Are Virtual Lessons Coming To a School Near You?

Are Virtual Lessons Coming To a School Near You?

New training programmes being designed for virtual reality (VR) hardware, such as the Oculus Rift, are making inroads in education. Ongoing advances mean that there coulid one day be an immersive education for all.

Earlier this month, the new VR education app World of Comenius was tested out with schoolchildren at a school in the Czech Republic. Using Oculus Rift DK2 headsets and a Leap Motion Controller for gesture tracking, the pupils were able to interact using natural gestures inside a whole new world.

The team behind World of Comenius want to incentivise learning and make it more exciting for everyone. Their ideas could revolutionise the way we're taught. 

During the demo, pupils were
 transported to a virtual classroom where they found the model of a skeleton. But it's much more valuable than a standard classroom set of bones. Not only can users feel like they're touching the skeleton without the risk of damaging it, the model comes complete with layers of interactive components, such as bones and organs. By reaching into this world and manipulating it with normal hand movements, the learning process is thought to be a lot stronger and more memorable. It's powerful part of the experience that there are no real rules: one can't make mistakes or really do anything wrong. Plus using the program is quickly self-taught because it's so intuitive, especially for youngsters accustomed to using mobile touch tech such as smartphones and tablets.

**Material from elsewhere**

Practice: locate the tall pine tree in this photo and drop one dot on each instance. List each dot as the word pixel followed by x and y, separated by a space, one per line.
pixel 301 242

Similar simulations and environments could 
help people understand other concepts, such as playing with atoms to understand chemical theory and quantum mechanics, swimming around a cell or meeting dead people from the past in an accurate historical context.

The World of Comenius team have exciting plans for further developing the project, which include giving schools the ability to construct their own lessons and spaces in which to collaborate on ideas and share knowledge, using basic building blocks.